Last night our cocktail hour held on the porch – though the wicker furniture is no longer set up so we were obliged to sit on the floor – we gathered around a box containing the last items that needed to be distributed among the three of us. One by one, my brother pulled out the small bundles of tissue paper, some of the paper so fragile, having been folded and wrapped so many times that it was softened like cotton. Inside each little package a Christmas ornament, some of them clever and charming, the little hand-knit mitten or a santa made of empty thread-spools. Others kitsch and retro: faded, striped balls with bent wire hangers, not necessarily that pretty but steeped in sentimental beauty. The obligatory ones, hand-made by us when our hands were little, faded and worn, but kept for decades and treated as treasures. One by one we admired each ornament, remembered where and how they used to hang on the tree and which ones were her, and our, favorites.

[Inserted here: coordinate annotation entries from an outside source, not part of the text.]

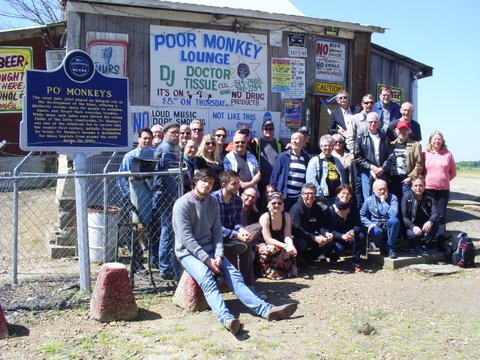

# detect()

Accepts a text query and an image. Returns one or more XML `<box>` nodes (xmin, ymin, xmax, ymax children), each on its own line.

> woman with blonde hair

<box><xmin>255</xmin><ymin>192</ymin><xmax>297</xmax><ymax>280</ymax></box>
<box><xmin>195</xmin><ymin>134</ymin><xmax>223</xmax><ymax>192</ymax></box>
<box><xmin>423</xmin><ymin>130</ymin><xmax>457</xmax><ymax>250</ymax></box>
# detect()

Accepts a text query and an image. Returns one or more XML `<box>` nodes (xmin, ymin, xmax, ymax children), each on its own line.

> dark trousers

<box><xmin>426</xmin><ymin>189</ymin><xmax>450</xmax><ymax>239</ymax></box>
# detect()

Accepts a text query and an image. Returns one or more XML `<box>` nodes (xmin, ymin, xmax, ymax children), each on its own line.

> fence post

We have driven so many decisions this last year: who gets those chairs, who wants that painting, who’s taking the china, the silver, the demitasse collection. All of this achieved without a battle. This box was no different, though its contents evoked sighs and giggles and tears as each ornament was examined and claimed, each negotiation handled generously until all the little bundles were distributed. The separation of these sentimental items that lived for so many years in the same worn-out cardboard box just as poignant as the dismantling of this entire house: pulled apart piece by piece to be put in a new place, but in our memories they will stay here in this house, all together, the backdrop of a thousand stories we have the rest of our lives to remember.